The Day AI Deleted My Entire Folder

I once asked Claude Code to tidy up a project directory. It dutifully decided certain files "looked unnecessary" and ran rm -rf. That was a working directory with no real-time backup.

That experience taught me something: no matter how smart an AI agent is, you cannot let it operate on a filesystem without guardrails.

This article introduces the defense layer I built afterward: the Hook Gatekeeper System. I'll explain how Claude Code's hooks mechanism works, how to configure it, and the actual gatekeeper rules I run in production.

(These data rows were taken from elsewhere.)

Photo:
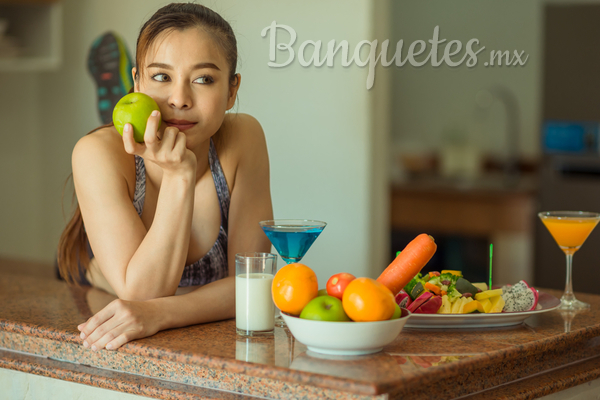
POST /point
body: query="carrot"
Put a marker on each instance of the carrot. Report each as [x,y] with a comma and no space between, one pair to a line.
[432,288]
[408,263]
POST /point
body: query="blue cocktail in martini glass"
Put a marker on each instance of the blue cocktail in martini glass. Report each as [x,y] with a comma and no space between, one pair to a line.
[292,238]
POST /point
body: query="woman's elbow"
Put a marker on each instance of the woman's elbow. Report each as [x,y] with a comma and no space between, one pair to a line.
[143,294]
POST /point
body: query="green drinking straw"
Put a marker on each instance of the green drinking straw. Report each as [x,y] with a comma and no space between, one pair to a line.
[491,252]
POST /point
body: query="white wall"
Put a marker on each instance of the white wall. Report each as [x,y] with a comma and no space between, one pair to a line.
[429,101]
[317,121]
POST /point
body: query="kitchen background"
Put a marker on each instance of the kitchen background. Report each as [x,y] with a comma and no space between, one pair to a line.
[425,149]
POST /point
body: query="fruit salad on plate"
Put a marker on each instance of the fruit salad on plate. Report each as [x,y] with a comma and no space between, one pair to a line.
[448,292]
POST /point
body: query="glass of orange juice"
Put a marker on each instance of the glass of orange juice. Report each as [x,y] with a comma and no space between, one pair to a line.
[570,229]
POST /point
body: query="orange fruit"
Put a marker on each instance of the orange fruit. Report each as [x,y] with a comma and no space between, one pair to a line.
[293,287]
[366,300]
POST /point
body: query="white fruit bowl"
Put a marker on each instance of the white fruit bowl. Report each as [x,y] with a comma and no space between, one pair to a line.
[345,338]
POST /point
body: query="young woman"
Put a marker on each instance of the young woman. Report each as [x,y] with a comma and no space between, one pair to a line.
[165,218]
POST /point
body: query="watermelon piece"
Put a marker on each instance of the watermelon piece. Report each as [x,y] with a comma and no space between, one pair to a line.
[403,299]
[420,300]
[430,306]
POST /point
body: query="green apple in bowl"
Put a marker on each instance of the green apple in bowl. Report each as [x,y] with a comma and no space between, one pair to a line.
[134,108]
[324,308]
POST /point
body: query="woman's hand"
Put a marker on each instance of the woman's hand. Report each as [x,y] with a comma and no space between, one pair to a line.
[120,322]
[169,151]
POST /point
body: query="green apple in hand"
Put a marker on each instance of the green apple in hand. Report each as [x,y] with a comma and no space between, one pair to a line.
[134,108]
[324,308]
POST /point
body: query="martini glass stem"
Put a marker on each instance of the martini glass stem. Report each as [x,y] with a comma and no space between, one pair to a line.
[568,295]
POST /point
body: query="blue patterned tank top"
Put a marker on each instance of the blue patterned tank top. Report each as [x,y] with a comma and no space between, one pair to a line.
[213,266]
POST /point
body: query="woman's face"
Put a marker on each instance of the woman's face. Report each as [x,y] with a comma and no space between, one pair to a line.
[188,76]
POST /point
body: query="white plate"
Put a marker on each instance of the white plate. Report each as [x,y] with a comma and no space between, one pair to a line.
[345,338]
[548,303]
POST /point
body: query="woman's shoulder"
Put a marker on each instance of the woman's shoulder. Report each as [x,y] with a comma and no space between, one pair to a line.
[239,133]
[102,150]
[241,146]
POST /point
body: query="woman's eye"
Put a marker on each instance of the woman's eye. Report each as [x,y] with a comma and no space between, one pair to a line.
[161,77]
[205,79]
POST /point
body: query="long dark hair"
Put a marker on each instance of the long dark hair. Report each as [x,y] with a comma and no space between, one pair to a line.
[73,244]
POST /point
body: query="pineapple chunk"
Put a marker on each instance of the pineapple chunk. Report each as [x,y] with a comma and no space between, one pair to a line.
[466,300]
[446,307]
[449,271]
[456,305]
[488,293]
[486,304]
[471,306]
[481,286]
[497,304]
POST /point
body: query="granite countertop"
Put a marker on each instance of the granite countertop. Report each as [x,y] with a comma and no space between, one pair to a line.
[39,315]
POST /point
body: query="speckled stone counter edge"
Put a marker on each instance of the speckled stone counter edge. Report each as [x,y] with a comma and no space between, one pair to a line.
[189,374]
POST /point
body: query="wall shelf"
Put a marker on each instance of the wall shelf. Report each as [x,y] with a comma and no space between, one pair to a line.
[37,28]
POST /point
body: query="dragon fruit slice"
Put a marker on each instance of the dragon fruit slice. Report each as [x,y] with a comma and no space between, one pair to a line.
[403,299]
[430,306]
[520,297]
[419,300]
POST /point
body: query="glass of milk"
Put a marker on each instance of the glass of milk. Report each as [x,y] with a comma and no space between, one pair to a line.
[254,307]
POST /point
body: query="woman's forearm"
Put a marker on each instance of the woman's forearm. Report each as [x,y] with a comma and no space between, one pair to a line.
[155,269]
[212,302]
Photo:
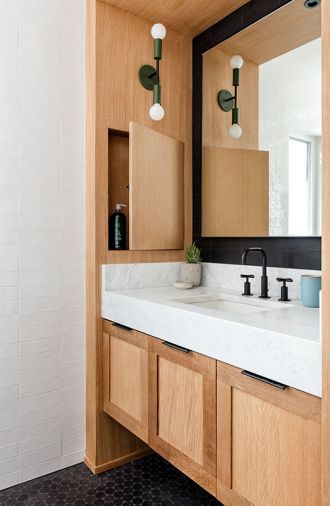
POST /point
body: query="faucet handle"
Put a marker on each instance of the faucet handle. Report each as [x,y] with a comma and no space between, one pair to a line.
[284,289]
[247,284]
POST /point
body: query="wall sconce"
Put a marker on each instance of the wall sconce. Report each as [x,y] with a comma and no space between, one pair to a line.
[149,76]
[228,102]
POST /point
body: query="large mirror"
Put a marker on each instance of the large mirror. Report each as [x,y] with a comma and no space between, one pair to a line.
[267,182]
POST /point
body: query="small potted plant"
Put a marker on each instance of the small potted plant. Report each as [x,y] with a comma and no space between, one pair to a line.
[191,271]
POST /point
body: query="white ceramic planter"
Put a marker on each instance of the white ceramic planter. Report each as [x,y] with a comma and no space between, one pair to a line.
[192,273]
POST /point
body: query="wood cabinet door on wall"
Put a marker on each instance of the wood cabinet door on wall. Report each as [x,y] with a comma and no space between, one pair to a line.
[156,196]
[182,411]
[268,443]
[125,378]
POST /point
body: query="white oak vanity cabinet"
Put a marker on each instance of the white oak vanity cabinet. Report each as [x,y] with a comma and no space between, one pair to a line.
[244,441]
[268,442]
[125,378]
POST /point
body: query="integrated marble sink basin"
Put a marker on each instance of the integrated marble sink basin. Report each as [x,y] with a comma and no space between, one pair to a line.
[233,304]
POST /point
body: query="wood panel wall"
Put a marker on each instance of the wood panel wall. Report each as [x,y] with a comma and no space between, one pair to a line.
[117,44]
[325,421]
[218,75]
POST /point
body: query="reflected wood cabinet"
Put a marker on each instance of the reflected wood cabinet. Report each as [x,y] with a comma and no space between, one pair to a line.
[244,441]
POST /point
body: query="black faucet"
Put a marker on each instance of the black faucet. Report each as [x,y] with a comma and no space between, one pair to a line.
[264,277]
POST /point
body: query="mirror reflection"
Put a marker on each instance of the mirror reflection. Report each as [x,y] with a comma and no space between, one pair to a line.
[266,181]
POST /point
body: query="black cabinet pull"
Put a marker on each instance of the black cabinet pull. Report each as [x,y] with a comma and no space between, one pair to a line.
[273,383]
[176,347]
[123,327]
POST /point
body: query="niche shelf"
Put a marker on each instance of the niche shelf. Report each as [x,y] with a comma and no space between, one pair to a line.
[146,173]
[118,176]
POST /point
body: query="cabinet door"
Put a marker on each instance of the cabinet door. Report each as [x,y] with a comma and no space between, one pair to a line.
[182,411]
[268,443]
[156,196]
[125,378]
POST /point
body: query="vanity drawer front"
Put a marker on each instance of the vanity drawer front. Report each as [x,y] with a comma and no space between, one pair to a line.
[182,410]
[268,442]
[125,378]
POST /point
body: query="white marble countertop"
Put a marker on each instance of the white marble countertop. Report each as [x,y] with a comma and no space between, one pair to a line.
[281,344]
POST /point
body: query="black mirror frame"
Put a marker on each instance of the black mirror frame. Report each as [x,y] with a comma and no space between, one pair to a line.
[287,252]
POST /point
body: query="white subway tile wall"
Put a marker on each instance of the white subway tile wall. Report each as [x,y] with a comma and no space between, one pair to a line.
[42,286]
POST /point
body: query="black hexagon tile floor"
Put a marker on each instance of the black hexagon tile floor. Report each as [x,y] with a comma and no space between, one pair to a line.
[150,481]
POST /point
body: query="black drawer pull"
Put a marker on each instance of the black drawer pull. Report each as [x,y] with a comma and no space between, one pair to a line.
[264,380]
[120,326]
[176,347]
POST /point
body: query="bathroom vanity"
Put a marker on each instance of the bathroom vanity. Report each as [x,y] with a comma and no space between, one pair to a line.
[227,388]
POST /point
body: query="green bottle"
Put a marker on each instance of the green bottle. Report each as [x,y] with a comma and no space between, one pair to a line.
[117,229]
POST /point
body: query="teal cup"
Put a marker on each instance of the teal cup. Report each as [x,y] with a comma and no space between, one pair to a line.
[310,290]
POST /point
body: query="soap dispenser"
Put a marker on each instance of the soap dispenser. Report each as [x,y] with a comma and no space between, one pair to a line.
[117,229]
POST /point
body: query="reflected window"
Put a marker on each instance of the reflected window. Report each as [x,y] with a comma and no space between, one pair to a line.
[299,187]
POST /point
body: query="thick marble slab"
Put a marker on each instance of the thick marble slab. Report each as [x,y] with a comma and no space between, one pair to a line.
[281,344]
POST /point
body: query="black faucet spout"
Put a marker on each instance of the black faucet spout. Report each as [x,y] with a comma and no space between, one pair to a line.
[264,278]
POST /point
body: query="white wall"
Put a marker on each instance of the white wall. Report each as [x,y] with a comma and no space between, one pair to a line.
[41,237]
[290,106]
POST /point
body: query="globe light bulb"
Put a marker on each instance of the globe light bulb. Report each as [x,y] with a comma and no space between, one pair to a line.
[156,112]
[236,62]
[235,131]
[158,31]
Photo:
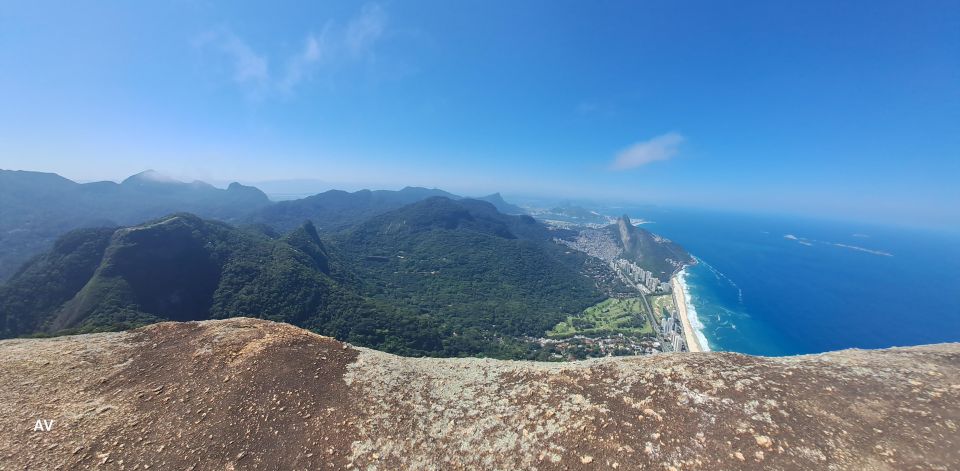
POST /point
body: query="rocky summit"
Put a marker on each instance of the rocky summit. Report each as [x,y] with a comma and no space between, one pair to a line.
[252,394]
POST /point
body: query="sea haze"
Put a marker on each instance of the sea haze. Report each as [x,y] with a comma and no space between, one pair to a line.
[780,286]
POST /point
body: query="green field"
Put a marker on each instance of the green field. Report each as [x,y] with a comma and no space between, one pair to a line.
[610,317]
[660,304]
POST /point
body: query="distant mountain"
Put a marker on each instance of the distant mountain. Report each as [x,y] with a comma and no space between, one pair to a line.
[436,277]
[482,274]
[574,214]
[36,208]
[181,267]
[504,207]
[336,209]
[651,252]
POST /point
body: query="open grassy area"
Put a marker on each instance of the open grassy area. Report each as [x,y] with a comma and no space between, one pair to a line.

I'm a university assistant professor and R&D director at a biotech company. Over the past six months I've built a full AI agent system with Claude Code. The Hook Gatekeeper System was the first safety layer I established, because the lesson came earliest.

A Hook Gatekeeper System is a quality-control mechanism for AI agents. By inserting inspection scripts before tool calls (PreToolUse) and after tool calls (PostToolUse), it automatically intercepts dangerous operations and validates output quality, ensuring every AI action passes preset safety and quality gates.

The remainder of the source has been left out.